C’è qualcosa di parecchio rilevante nella massiccia presenza degli ultras nelle rivolte che a partire dallo scorso 31 maggio hanno coinvolto Istanbul.

Con le ovvie e sensibili differenze dettate dal contesto in cui hanno avuto luogo, la partecipazione degli ultras nelle manifestazioni di piazza in Turchia, e in precedenza in quelle in Egitto, segnano (o per meglio dire confermano) una realtà non più considerabile episodica.
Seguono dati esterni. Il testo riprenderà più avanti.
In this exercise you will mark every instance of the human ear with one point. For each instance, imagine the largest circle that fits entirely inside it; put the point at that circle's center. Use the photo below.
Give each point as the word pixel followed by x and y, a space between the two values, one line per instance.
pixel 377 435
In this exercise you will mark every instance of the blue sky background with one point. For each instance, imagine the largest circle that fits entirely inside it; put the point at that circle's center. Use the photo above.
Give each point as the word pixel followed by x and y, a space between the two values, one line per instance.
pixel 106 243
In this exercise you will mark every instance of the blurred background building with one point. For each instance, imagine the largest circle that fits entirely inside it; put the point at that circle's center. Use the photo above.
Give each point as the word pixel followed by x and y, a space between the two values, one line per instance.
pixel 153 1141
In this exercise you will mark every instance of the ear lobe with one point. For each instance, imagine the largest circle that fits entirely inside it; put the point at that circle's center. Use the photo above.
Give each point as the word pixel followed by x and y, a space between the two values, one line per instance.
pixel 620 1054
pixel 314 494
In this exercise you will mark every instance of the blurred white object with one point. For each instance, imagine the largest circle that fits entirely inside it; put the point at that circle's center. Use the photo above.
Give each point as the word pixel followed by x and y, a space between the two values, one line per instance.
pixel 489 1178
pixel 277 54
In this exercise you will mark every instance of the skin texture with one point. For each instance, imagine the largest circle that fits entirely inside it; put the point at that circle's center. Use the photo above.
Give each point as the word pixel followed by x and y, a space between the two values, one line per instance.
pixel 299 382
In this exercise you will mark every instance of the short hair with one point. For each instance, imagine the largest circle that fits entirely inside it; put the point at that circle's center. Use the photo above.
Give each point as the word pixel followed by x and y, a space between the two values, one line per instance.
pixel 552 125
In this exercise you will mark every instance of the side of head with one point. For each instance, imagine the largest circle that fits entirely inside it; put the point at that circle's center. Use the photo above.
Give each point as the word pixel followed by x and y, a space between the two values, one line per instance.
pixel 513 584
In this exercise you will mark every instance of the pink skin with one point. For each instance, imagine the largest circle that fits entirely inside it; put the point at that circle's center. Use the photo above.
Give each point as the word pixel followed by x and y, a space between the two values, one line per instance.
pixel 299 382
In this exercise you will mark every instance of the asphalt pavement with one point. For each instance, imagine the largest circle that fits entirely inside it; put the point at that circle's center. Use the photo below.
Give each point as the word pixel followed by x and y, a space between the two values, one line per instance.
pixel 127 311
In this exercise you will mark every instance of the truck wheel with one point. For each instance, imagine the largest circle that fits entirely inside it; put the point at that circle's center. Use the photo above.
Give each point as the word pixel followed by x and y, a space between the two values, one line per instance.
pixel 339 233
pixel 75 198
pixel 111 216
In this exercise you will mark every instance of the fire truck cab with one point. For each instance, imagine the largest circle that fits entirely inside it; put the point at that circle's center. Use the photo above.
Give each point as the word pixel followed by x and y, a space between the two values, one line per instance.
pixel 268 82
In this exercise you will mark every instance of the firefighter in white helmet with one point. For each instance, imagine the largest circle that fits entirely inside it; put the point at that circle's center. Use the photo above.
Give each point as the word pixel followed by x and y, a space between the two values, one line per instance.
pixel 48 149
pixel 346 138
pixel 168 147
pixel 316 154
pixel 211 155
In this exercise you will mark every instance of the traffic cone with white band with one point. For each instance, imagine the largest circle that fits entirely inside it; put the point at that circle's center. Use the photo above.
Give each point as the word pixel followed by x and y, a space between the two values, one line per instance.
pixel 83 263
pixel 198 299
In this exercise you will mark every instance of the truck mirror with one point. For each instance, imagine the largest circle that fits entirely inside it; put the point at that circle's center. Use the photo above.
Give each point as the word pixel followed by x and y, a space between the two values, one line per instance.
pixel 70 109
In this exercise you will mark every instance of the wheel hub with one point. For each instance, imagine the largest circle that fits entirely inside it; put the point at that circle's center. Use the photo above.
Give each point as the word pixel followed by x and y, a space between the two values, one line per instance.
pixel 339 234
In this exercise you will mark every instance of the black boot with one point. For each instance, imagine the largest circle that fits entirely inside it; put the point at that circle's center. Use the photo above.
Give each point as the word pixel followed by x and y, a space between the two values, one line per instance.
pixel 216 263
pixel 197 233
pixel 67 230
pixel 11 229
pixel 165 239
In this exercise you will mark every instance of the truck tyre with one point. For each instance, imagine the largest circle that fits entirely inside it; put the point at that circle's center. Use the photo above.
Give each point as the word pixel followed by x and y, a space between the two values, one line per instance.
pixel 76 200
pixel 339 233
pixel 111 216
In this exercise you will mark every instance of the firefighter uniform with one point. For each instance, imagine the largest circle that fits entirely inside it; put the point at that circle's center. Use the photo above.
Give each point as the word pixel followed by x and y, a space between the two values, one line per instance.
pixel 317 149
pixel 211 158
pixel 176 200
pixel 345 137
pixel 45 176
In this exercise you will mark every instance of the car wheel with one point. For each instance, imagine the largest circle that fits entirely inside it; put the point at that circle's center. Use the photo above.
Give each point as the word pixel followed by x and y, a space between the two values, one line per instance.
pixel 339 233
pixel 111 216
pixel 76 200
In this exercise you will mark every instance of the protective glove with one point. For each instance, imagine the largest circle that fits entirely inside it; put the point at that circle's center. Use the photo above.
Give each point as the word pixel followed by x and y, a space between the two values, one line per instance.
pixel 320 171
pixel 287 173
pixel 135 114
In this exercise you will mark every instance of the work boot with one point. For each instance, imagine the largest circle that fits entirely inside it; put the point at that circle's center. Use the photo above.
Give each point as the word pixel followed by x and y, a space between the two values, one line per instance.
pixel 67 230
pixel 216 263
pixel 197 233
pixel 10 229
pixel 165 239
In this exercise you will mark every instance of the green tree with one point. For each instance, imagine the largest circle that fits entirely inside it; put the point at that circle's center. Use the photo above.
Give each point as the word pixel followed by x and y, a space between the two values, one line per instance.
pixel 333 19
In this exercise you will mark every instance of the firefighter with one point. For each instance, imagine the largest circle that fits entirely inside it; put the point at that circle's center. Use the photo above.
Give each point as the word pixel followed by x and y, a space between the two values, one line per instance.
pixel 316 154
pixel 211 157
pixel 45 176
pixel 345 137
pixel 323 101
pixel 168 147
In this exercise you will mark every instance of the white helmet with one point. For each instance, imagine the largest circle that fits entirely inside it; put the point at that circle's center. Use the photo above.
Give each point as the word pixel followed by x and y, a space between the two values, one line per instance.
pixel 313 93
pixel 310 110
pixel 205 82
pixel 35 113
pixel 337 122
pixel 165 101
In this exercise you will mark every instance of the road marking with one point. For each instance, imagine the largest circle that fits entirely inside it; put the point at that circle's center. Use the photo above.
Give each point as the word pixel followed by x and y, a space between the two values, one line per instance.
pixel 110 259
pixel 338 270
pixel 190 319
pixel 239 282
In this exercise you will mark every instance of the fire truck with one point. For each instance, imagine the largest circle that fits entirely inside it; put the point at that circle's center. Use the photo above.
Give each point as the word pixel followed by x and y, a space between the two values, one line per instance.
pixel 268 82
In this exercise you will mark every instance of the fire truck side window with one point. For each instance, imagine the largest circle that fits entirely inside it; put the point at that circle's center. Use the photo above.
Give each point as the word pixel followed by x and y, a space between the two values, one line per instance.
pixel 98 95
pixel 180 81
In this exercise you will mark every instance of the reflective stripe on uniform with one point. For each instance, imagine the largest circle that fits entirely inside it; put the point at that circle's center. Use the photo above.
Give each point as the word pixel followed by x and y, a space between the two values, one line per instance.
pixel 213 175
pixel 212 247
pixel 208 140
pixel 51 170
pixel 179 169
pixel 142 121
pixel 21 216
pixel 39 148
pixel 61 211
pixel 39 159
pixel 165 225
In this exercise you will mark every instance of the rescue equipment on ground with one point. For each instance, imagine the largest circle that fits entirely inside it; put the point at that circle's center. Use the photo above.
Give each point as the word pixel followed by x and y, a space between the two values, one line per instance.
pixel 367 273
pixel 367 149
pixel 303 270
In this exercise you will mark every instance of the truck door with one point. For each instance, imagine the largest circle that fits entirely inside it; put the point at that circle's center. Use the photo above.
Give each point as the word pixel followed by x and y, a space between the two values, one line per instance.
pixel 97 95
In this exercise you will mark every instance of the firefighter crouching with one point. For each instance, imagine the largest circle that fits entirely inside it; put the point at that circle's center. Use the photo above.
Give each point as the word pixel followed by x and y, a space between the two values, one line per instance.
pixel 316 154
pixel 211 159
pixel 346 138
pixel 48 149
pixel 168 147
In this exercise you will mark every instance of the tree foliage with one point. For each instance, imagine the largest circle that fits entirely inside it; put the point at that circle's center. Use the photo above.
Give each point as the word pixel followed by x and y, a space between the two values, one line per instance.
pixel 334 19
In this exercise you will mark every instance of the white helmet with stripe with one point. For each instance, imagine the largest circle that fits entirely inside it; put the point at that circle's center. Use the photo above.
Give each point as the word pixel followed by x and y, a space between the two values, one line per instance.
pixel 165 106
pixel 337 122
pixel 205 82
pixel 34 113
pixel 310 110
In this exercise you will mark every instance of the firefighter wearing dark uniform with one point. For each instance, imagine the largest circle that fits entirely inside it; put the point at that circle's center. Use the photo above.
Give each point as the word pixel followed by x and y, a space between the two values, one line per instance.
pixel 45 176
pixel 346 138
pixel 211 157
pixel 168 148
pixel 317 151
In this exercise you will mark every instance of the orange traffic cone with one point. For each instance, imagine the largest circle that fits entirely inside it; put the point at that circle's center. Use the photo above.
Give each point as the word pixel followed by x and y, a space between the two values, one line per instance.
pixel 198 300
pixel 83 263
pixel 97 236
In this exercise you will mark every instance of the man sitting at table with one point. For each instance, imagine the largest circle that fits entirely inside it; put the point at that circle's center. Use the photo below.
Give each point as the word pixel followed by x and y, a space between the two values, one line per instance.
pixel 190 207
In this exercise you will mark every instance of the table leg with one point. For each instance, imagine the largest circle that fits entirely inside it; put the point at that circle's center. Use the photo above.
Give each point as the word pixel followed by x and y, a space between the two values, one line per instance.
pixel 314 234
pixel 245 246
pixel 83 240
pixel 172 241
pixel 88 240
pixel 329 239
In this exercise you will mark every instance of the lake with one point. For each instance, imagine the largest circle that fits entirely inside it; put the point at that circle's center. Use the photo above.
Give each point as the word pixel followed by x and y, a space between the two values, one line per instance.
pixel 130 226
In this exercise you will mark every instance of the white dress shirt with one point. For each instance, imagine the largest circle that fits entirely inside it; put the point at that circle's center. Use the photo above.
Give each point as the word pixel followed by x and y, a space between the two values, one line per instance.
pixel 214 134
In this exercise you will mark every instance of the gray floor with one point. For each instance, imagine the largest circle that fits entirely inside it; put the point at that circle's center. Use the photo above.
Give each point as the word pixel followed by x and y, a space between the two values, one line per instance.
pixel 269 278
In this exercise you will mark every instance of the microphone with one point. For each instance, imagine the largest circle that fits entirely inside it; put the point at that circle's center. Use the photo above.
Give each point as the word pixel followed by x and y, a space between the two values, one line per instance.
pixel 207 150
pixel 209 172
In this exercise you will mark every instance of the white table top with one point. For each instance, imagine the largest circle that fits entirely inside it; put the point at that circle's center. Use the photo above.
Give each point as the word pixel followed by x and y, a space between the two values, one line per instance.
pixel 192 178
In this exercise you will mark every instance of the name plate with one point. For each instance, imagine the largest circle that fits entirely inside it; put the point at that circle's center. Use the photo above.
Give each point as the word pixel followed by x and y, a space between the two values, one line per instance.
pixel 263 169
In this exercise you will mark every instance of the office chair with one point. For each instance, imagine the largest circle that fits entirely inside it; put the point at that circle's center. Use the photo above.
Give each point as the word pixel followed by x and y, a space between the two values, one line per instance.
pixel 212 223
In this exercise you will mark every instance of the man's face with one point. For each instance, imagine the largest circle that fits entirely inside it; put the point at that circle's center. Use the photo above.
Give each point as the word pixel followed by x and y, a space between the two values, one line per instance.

In Europa la presenza di frange del tifo organizzato si era già avuta a Genova, nel 2001, e si è ripetuta nel corso di diverse manifestazioni no-global del decennio passato. In Egitto, all’inizio del 2011, questa presenza si è fatta più massiccia ed evidente, finendo per diventare un tema di indagine per giornalisti e sociologi, spesso colti alla sprovvista dal fenomeno. Ma è solo in Turchia che il ruolo degli ultras in piazza acquista una centralità senza precedenti.

Come rilevato da diversi osservatori, la partecipazione di supporter di Besiktas, Fenerbahce e Galatasaray, le tre principali squadre di Istanbul, è stata evidente da subito e ha avuto poco di estemporaneo. Al contrario di quanto avvenuto in Egitto, dove i supporter di Al-Ahly e Zamalek, i due principali club cittadini, hanno marciato a lungo separati e separatamente hanno fronteggiato la polizia, in Turchia da subito i diversi gruppi – tra cui pure esiste una vecchia e marcata rivalità (assimilabile a quella esistente in Italia tra Roma e Lazio) – hanno scelto di coordinarsi e di costituire un fronte unico, simbolicamente rappresentato dall’insegna “Istanbul United”, chiedendo le dimissioni del premier Recep Tayyip Erdogan.

TurkUltUnite - Copia

Al loro interno sarebbe stato decisivo il ruolo di iniziativa e coordinamento giocato dalla frangia più politicizzata dei fan del Besiktas, gli ultras Çarşı, la cui connotazione politica (anarchica) è nota da sempre.

Fatto sta che i supporter delle tre squadre cittadine hanno contribuito attivamente alla resistenza in piazza, ergendo barricate, rispondendo alle cariche della polizia e al lancio di lacrimogeni.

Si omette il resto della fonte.